『第二話』

幕間の章 『第二話』



「——あと……これは塩ですか?」

「そうです。此方もお買い上げになりますか?」

「はい。これもびん一杯分でお願いしたいんですけど」



 頭巾の少女でもある青年は掌大の透明な容器を取り出し、その樹皮製の栓を外して台に置く。



「分かりました。先の醤油、味噌と合わせて合計……銅一枚です」

「銅が一枚ですね——はい」

「毎度ありがとうございます」



 次いで置く、言われた通りの銅貨一枚。

 そうして、空いた容器を手にした店主の男が其処に壺の中の薄茶色の粉末を掬い入れた後、客の青年は台へと戻されたそれに栓で蓋をする。

 塩で満たされたその容器の隣には同型の入れ物が既に二つ並んでいて、中にはそれぞれ黒色の液体と茶色の固体が詰められており、会話から察するにそれらも調味料の類のようであった。



「此方こそ、ありがとうございます」

「またのお越しをお待ちしております」



 満たされた三つの瓶容器を袋に入れ、その袋を背負い直しながらに礼を言って露店を後にする。

 此処は内外問わずそれなりの数の人々で賑わう都市ルティシアの市場。

 円形の広場を横切って進む青年女神のルティスは次の目的地を目指す。



(塩に醤油に味噌はこれで十分。"値段"もあまり高くなくて変化も少ない……大丈夫。手の届く範囲)



 人として生まれ育った世界とは様相が異なる今の世界に身を置いて凡そ半年。

 前回の手痛い失敗(未遂)を踏まえての金銭・物の価値感覚を養う目的でも行った今し方の取引を振り返り、私用で必要となる物の入手を無事に終えて都市を歩く道すがらに考える。



(個人で使う分なら殆どの調味料は普通に安価で、量も皆んなに行き渡るぐらいはありそう)


(纏めて大量に買おうとすると結構な値段になるのは……砂糖とか、一部の物。飢饉の一件から暫く時間が経って交易や流通が比較的安定した今も、そういった価格設定は変わらない)

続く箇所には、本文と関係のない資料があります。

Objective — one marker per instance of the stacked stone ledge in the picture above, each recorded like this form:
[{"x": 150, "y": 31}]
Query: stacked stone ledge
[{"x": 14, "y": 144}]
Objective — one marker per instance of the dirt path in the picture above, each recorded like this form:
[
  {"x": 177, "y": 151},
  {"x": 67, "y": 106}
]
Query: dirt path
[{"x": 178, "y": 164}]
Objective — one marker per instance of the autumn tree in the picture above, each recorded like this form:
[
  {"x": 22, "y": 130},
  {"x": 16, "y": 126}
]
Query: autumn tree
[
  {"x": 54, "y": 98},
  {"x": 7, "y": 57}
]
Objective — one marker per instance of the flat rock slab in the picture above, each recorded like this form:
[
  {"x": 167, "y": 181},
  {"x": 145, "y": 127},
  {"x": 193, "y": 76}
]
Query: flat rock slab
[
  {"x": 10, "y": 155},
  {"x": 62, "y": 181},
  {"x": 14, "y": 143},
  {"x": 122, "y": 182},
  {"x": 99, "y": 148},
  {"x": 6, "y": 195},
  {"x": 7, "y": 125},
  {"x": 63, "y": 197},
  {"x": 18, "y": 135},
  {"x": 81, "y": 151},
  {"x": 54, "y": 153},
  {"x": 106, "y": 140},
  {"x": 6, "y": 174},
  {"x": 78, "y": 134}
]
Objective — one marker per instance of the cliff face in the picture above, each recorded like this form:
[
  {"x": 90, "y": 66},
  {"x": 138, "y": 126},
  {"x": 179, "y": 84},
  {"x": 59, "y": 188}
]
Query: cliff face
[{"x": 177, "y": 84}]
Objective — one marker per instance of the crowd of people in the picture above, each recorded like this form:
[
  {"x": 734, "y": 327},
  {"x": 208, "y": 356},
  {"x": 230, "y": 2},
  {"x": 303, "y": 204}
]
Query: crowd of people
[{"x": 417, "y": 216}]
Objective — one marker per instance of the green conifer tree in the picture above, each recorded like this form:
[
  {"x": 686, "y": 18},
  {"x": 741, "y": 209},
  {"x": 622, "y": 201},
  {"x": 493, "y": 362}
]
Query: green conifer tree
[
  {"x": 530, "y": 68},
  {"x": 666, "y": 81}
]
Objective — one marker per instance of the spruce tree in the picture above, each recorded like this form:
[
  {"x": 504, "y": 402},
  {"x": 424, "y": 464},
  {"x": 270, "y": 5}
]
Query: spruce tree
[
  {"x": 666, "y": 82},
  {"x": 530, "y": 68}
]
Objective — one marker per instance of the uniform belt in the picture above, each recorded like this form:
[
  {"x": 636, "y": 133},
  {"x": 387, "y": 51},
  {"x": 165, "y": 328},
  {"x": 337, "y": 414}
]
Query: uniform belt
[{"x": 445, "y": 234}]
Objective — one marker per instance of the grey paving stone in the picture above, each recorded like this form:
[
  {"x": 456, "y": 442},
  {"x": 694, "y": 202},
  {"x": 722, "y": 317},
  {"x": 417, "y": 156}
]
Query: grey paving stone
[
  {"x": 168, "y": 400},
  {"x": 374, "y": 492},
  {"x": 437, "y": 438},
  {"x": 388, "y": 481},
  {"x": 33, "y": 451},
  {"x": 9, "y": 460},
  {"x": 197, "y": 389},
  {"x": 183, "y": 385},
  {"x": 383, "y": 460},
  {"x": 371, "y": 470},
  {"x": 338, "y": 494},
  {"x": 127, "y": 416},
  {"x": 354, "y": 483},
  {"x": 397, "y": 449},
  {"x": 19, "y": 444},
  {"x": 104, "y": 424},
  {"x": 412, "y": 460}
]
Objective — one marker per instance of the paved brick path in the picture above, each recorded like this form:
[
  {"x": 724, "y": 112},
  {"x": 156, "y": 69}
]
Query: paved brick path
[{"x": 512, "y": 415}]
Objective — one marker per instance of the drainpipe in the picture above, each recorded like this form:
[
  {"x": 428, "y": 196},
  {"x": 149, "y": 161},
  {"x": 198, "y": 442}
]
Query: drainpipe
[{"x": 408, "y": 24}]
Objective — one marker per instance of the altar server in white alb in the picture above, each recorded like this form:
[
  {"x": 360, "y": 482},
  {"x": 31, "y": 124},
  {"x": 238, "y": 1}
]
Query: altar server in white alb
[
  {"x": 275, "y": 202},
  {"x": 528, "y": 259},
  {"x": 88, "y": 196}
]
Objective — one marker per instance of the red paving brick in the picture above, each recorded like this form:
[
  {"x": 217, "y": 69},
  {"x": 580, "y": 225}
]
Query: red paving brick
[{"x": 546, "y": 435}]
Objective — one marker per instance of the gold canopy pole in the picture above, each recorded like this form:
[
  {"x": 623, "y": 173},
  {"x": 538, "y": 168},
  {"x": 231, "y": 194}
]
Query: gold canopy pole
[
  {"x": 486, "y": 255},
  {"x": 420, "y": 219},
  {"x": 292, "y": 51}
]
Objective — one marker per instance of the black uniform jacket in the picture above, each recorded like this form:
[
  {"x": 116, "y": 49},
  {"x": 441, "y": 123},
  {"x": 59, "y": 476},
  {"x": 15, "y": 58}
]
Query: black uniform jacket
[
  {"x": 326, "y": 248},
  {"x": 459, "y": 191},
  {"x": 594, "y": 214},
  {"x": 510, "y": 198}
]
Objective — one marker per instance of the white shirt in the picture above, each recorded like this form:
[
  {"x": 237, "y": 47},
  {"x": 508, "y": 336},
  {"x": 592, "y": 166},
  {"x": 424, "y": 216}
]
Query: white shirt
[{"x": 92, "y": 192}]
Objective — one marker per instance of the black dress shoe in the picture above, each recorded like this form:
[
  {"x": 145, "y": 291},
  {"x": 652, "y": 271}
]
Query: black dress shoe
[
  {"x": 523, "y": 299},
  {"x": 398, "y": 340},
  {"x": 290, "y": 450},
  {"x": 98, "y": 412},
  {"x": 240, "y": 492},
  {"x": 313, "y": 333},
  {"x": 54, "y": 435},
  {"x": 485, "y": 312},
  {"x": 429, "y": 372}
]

(その辺りをもっと詳しく知るにはそもそもの生産事情、供給についてを調べないといけなくて……次の機会に少し、聞いてみよう)



 博識である恩師や友に尋ねる事柄の候補を増やし、次は背負う袋の中で揺れた瓶の、その中身についてを思う。



(……兎に角。今は幸い、塩や醤油に味噌っぽい物が普通に手に入って良かった)


(この辺の調味料が使えればなんとか、最低限の味付けは出来そうだ)



 料理に使う物を手に入れ、以て恩神との約束を果たす目処も付いたことに胸を撫で下ろす。

 これまでに見た限りでは、現世界でも大豆らしき豆とそれを加工した各種品々は広く出回っているようで、その事実は家庭の味を求める青年にとっての不幸中の幸い、その一つ。

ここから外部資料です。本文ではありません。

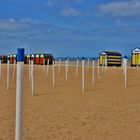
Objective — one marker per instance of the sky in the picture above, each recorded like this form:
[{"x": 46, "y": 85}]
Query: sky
[{"x": 73, "y": 28}]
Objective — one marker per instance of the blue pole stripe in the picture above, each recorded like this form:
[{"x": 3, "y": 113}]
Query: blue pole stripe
[{"x": 20, "y": 55}]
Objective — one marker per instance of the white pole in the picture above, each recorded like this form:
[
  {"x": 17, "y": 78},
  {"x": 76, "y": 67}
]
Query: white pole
[
  {"x": 77, "y": 65},
  {"x": 88, "y": 64},
  {"x": 59, "y": 66},
  {"x": 8, "y": 73},
  {"x": 0, "y": 68},
  {"x": 98, "y": 68},
  {"x": 102, "y": 63},
  {"x": 106, "y": 63},
  {"x": 14, "y": 69},
  {"x": 29, "y": 69},
  {"x": 66, "y": 64},
  {"x": 53, "y": 74},
  {"x": 19, "y": 94},
  {"x": 32, "y": 76},
  {"x": 44, "y": 65},
  {"x": 83, "y": 75},
  {"x": 93, "y": 64},
  {"x": 48, "y": 63},
  {"x": 125, "y": 66}
]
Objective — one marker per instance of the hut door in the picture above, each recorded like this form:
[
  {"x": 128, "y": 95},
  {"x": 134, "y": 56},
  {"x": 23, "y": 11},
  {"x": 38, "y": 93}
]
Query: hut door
[{"x": 138, "y": 59}]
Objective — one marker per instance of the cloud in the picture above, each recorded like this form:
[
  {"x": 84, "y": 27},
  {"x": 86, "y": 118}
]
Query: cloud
[
  {"x": 121, "y": 8},
  {"x": 69, "y": 11},
  {"x": 12, "y": 24}
]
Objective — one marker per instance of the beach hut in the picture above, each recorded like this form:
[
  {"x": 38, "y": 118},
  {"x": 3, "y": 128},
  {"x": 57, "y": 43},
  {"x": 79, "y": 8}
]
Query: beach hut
[
  {"x": 41, "y": 59},
  {"x": 3, "y": 58},
  {"x": 135, "y": 59},
  {"x": 37, "y": 59},
  {"x": 33, "y": 58},
  {"x": 46, "y": 57},
  {"x": 11, "y": 58},
  {"x": 110, "y": 58}
]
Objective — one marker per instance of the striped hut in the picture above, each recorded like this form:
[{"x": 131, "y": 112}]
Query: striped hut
[{"x": 110, "y": 58}]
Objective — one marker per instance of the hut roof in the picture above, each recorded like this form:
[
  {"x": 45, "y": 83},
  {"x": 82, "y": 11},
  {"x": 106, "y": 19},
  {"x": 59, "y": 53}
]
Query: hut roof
[
  {"x": 111, "y": 53},
  {"x": 136, "y": 50}
]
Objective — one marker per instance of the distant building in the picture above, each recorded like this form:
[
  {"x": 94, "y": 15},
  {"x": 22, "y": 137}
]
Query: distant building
[
  {"x": 135, "y": 59},
  {"x": 110, "y": 58}
]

 鍛錬の一環として調査した原でも、大豆と同科に分類されるツルマメに酷似した多様な豆の存在を既に彼女も確認しており、女神と成り果てた今も豆に関しては不自由しない見通しが立って。



(簡単な料理だけど環境が全然違うから、戻ったら一応練習して……少しでも美味しいものを食べてもらえるように——"頑張ろう")



 献立を思い描いて女神、息巻く。

 様々な場面で自身を助けてくれた——今も多くの支援を提供してくれている女神のイディアに向け、僅かばかりでも礼の出来る日を心待ちとして、足取りは速まって。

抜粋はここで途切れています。